The pandemic continued to ebb and flow across the Russian Federation with many of the hardest hit places far from Moscow. There, officials are closing schools and talking about introducing mandatory vaccination regimes, albeit in the latter case mostly only after the elections (regnum.ru/news/society/3361504.html, ng.ru/economics/2021-09-08/1_8246_school.html, sovross.ru/news/53570 and ura.news/news/1052503992).
In seeking to promote vaccinations, officials are pointing out that only two percent of people now hospitalized with covid infections were vaccinated.
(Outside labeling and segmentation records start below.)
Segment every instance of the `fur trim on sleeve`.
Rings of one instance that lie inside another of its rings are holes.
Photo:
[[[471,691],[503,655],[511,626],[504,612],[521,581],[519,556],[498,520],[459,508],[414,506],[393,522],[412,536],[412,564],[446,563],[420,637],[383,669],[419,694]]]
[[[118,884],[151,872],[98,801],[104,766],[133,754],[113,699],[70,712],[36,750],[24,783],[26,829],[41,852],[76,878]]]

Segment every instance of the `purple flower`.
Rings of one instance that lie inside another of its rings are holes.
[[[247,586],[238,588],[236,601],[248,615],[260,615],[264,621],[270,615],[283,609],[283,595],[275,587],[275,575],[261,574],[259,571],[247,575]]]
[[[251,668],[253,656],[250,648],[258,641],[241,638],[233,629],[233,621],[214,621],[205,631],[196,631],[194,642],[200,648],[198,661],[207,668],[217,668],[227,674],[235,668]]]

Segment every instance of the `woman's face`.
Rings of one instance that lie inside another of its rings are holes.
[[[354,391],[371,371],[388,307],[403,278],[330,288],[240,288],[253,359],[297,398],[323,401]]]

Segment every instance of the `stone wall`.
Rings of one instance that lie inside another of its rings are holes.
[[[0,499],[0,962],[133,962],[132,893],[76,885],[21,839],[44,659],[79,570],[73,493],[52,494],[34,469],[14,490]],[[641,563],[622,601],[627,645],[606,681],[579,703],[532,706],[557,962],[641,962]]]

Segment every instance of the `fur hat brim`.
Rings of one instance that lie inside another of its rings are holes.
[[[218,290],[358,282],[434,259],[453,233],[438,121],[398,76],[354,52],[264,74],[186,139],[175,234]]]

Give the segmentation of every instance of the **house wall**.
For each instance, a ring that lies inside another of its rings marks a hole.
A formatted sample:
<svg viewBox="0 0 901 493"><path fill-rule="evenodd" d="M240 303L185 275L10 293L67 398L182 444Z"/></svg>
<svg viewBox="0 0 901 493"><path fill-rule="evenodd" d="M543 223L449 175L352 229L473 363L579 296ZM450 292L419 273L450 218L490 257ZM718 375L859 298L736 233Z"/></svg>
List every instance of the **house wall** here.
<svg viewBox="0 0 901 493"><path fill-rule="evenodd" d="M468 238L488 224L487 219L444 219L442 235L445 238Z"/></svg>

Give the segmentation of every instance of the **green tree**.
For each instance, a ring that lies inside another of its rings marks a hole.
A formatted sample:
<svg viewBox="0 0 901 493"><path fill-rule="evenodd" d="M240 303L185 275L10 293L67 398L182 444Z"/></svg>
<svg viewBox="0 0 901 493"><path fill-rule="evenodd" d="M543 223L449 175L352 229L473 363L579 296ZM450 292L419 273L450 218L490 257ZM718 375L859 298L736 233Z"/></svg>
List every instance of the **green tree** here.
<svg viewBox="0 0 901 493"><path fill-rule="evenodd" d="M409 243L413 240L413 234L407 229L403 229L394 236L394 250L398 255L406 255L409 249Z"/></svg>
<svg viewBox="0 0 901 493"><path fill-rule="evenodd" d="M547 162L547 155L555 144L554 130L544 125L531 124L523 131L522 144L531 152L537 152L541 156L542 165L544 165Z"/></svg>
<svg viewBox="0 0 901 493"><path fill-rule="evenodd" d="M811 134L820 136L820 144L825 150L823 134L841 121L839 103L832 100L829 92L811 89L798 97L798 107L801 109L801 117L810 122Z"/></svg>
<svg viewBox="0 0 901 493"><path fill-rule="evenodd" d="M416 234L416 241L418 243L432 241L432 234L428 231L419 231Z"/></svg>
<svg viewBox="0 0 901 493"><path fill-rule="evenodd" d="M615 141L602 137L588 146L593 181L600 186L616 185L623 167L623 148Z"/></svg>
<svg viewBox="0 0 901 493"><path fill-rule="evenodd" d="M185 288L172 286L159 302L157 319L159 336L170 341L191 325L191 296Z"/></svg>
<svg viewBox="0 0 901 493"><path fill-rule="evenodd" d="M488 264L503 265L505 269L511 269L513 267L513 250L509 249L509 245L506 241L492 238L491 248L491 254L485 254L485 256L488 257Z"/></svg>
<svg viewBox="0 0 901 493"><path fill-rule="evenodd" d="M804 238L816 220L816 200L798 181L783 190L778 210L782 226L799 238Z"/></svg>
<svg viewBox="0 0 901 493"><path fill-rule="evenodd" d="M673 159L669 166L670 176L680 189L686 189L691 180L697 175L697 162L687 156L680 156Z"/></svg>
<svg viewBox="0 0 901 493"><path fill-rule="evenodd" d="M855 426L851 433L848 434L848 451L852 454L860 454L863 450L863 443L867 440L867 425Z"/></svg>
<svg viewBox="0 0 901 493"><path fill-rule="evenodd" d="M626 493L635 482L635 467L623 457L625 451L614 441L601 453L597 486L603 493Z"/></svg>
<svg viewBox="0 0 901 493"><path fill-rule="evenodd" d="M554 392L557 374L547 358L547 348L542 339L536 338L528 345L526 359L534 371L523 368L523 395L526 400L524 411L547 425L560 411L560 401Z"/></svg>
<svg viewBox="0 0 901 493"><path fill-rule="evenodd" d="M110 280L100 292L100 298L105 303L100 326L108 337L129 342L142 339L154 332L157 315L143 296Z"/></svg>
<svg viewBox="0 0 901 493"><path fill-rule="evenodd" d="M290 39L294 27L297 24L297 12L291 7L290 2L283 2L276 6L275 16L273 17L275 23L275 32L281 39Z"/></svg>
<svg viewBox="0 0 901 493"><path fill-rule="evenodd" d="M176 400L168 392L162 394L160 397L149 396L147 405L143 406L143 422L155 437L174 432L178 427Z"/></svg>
The remaining 98 percent did not have their shots and thus remained at far higher risk (https://regnum.ru/news/3365068.html).
Meanwhile, in other pandemic-related developments in Russia today,
· Kremlin spokesman Dmitry Peskov said that Russia has not been invited to the COVID-19 summit slated to take place during the UN General Assembly session (regnum.ru/news/3365819.html).
· Novosibirsk officials say they are planning to open vaccination stations at polling places during the upcoming elections September 17,18 and 19 (regnum.ru/news/3364808.html).
· And Volgograd cemetery operators are now offering online funerals so that people who want to attend won’t have to travel with all the risks of coronavirus infection involved (hznak.com/2021-09-09/v_volgograde_proshli_pervye_onlayn_pohorony).